Gianfranco Graziola, missionário da Consolata, é membro da Pastoral Carcerária e fala em entrevista ao Osservatore Romano sobre o trabalho nas prisões brasileiras.

Por Francesco Ricupero

"É um grave erro pensar que, ao prender um indivíduo na prisão, você pode resolver os problemas da sociedade. Nas prisões o ser humano não é mais dono de si mesmo; as penitenciárias esvaziam as pessoas reduzindo-as ao nada, tornando-se apenas lugares de punição e controle, especialmente dos mais pobres e dos jovens dos subúrbios": está firmemente convencido disso padre Gianfranco Graziola, missionário da Consolata há vinte anos no Brasil, Diretor-Presidente da Associação de Apoio e Acompanhamento (ASAAC), da Pastoral Carcerária Nacional brasileira que, para o «Osservatore Romano», relata as difíceis condições de reclusos e reclusas nesse momento particular de emergência sanitária caracterizada pela pandemia da Covid-19, que causou mais de 2.442.000 contágios e mais de 87.600 mortes. "Precisamos enfrentar juntos – explica – para evitar o descontentamento da população que, além de ter medo do Coronavírus, corre o risco de morrer de fome. A Igreja está fazendo todo o possível para ajudar, mas sozinha não é suficiente. Precisamos envolver as instituições".

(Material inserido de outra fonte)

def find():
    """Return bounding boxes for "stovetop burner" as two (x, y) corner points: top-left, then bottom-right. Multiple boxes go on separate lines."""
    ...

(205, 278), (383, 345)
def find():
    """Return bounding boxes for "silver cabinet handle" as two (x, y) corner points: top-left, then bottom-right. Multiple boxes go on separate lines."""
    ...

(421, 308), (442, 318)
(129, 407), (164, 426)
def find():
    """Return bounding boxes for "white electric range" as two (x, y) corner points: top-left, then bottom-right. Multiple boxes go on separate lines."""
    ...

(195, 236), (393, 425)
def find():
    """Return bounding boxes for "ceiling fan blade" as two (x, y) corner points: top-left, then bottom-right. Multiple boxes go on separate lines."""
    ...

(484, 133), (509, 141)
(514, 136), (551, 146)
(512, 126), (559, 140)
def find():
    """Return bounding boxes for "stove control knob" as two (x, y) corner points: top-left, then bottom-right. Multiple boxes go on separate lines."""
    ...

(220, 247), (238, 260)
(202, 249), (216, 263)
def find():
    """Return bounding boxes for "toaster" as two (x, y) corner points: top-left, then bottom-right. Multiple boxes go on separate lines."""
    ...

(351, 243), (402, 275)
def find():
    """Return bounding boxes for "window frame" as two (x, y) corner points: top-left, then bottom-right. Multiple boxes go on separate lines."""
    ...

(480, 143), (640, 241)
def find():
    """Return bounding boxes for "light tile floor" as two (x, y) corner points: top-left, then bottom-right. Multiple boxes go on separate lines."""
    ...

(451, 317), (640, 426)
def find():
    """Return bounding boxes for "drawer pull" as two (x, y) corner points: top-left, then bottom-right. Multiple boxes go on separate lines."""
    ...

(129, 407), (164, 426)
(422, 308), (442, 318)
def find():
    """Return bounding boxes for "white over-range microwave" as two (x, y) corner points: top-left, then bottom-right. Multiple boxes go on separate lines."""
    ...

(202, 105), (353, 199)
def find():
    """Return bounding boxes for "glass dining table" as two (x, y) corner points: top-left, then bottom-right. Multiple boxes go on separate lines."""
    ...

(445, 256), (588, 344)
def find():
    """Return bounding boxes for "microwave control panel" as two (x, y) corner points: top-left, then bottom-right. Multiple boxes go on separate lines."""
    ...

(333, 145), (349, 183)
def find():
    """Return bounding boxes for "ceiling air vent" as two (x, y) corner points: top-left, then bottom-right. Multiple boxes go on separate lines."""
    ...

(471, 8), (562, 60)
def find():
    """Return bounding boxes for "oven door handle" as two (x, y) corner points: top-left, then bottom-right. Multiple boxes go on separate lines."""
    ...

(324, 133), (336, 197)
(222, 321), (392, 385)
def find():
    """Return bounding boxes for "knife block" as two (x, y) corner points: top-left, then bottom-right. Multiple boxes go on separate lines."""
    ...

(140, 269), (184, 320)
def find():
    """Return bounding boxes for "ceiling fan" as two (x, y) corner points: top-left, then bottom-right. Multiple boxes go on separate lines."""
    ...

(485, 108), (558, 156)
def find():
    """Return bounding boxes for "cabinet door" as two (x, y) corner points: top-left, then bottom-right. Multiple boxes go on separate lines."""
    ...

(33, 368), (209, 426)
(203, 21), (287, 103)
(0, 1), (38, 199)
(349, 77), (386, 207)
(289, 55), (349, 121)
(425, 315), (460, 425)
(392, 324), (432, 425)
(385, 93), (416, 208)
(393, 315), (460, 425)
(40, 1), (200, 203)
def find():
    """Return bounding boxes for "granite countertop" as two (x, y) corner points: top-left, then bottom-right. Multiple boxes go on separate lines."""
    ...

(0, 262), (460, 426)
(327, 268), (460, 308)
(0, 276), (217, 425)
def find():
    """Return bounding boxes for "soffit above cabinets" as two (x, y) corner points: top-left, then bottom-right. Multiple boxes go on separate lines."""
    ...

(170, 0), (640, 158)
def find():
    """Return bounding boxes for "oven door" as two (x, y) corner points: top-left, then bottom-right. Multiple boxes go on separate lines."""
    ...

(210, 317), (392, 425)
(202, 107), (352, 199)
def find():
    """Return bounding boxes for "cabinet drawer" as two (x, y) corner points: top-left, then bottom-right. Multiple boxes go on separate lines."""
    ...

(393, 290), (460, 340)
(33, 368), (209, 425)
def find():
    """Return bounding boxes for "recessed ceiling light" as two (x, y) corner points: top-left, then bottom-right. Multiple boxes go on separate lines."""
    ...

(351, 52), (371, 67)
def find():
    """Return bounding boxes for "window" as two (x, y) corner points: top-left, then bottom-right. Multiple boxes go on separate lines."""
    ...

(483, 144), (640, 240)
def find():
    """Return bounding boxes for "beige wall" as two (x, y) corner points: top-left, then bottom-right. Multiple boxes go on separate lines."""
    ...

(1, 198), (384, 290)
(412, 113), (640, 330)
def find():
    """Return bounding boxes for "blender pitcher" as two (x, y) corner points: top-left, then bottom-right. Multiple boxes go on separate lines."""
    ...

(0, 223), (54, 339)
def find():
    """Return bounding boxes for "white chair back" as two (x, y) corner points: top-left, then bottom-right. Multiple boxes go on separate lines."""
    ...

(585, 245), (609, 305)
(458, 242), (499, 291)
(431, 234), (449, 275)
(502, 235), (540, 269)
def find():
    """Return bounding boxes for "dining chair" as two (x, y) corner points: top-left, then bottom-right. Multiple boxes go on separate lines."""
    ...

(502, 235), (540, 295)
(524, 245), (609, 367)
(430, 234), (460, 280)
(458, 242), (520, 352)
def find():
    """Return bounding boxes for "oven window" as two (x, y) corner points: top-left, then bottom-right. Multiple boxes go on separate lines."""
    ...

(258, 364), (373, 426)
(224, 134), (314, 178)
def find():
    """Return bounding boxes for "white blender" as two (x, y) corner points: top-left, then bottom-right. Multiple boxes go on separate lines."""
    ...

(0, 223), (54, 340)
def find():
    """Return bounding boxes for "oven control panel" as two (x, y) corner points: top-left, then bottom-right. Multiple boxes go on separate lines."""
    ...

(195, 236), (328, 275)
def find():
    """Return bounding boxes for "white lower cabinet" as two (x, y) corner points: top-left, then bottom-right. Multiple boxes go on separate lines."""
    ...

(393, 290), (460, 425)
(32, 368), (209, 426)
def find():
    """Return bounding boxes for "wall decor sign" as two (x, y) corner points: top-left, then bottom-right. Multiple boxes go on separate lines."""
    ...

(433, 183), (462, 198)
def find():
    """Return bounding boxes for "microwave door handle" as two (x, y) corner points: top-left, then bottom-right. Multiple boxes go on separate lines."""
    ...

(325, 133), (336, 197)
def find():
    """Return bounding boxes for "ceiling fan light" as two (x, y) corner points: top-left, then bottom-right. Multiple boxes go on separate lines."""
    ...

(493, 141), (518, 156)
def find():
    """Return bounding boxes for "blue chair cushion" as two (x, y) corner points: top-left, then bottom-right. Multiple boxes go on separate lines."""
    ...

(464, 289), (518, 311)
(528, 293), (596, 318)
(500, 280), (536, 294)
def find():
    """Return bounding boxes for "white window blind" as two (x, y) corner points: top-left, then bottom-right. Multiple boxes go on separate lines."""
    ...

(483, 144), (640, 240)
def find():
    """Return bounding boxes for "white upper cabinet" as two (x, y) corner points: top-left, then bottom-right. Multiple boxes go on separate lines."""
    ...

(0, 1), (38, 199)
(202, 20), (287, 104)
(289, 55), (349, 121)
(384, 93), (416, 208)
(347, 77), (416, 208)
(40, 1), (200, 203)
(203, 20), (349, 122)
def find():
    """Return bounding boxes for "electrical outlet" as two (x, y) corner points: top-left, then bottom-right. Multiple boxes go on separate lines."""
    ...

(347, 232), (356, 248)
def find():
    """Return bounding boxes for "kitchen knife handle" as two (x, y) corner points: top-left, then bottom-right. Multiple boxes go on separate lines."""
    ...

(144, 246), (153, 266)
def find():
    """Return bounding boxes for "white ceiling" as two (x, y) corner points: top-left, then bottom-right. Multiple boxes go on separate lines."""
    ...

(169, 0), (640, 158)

Qual é o compromisso da Pastoral Carcerária por um cárcere com rosto humano?

A Pastoral Carcerária no Brasil é totalmente diferente de outras experiências no mundo, em particular comparadas à Europa, Estados Unidos, Ásia e Oceania e à própria América Latina onde opera o capelão penitenciário, uma figura que não existe aqui. Entre nós, a Pastoral Carcerária é realizada pelo Povo de Deus, homens e mulheres leigos, religiosos e religiosas, sacerdotes e bispos que semanalmente, quinzenalmente ou mensalmente visitam as penitenciárias nos 27 estados do Brasil e no Distrito Federal onde está situada a capital, Brasília. Existe uma Coordenação Nacional que, por sua vez se ramifica nos níveis estadual, regional e diocesano. O grande desenvolvimento da Pastoral Carcerária em sua forma atual começou com a Campanha da Fraternidade de 1997 cujo tema era: “A Fraternidade e os Encarcerados” e o lema “Cristo Liberta de Todas as Prisões”. Mas há um outro evento, o “Massacre do Carandiru”, no qual, em 2 de outubro de 1992, 111 encarcerados na então penitenciária foram cruelmente assassinados pela Polícia Militar. Hoje, neste lugar, banhado pelo sangue da tantos irmãos, temos o parque da juventude Paulo Evaristo Arns. A Pastoral Carcerária no Brasil tem como princípio básico e seu objetivo a construção de um “Mundo sem cárceres” tendo como referência o discurso de Jesus na sinagoga de Nazaré (Lucas 4,18-19) e a carta de São Paulo aos Gálatas 5,1. A mesma Encíclica Laudato Si, reforça ainda mais a nossa convicção quando afirma a necessidade de uma conversão ecológica integral.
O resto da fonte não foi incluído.